Using only the white ends of the leeks, chop them into 1-inch thick cylinders. Also have on hand a diced carrot, long grain white rice (enough to add texture to the dish), diced tomatoes (canned is easy, but 3 or 4 large fresh tomatoes should also do the job), EVOO, 1/2-tsp salt and 1-tbsp sugar.
Heat a heavy bottom pan on medium heat with a generous amount of olive oil. Sautee the leeks and carrots until the leeks soften. Add tomatoes and rice. Stir in sugar and salt. Turn heat down and simmer until the rice is cooked through. Cool to room temperature and refrigerate overnight.
I sometimes will use a pressure cooker... takes less time for the rice to cook through.
Serve as a meze. Squeeze lemon juice over it and eat with crusty bread to soak up the liquids.
Combined with other types of onions, makes a great risotto .
An easy leek salad from a cookbook I've had for years - Judy Gorman's Vegetable Cookbook - that I make when I get lots of leeks from my organic co-op:
6 medium leeks
6 tbsps olive oil
2 tbsp red wine vinegar
1 shallot, minced
6 flat anchovy fillets, minced
1 tbsp drained capers
Cut leeks in half lengthwise, clean and trim to 6 inches in length. Arrange cut side up in steamer basket set over boiling water. Steam for 12-15 minutes or until limp but somehwaht crisp.
Whisk together oil, vinegar and cayenne. Stir in shallot and anchovies. Set aside.
Transfer leeks to 4 salad plates, arranging them cut side down. Spoon dressing over and scatter capers. Serve warm or room temp.
I usually cut the leeks into bite sized pieces before plating because they're just easier to eat.
How about using them in negimaki? Essentially, thinly pouded steak, wrapped around julienned leeks (or spring onions) and tied with kitchen twine in a tube. Marinate in teriyaki and grill until cooked through or brown it on top of the stove then add teriyaki and simmer until the glaze is shiny. Remove the twine, slice on the bias into 1 inch pieces and pour remaining sauce over all.

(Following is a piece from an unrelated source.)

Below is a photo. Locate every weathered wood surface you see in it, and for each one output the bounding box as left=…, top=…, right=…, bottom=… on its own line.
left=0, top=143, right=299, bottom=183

Braised leeks are a fantastic vegetable and go well with just about anything. Prepare them as you normally would, i.e., remove the dark green tops, slice longitudinally and fan under running water to flush out the sand, trim the root end a bit while leaving base to hold everything together, then simply simmer them in some good stock with a bit of butter and seasoning to taste until they get nice and soft.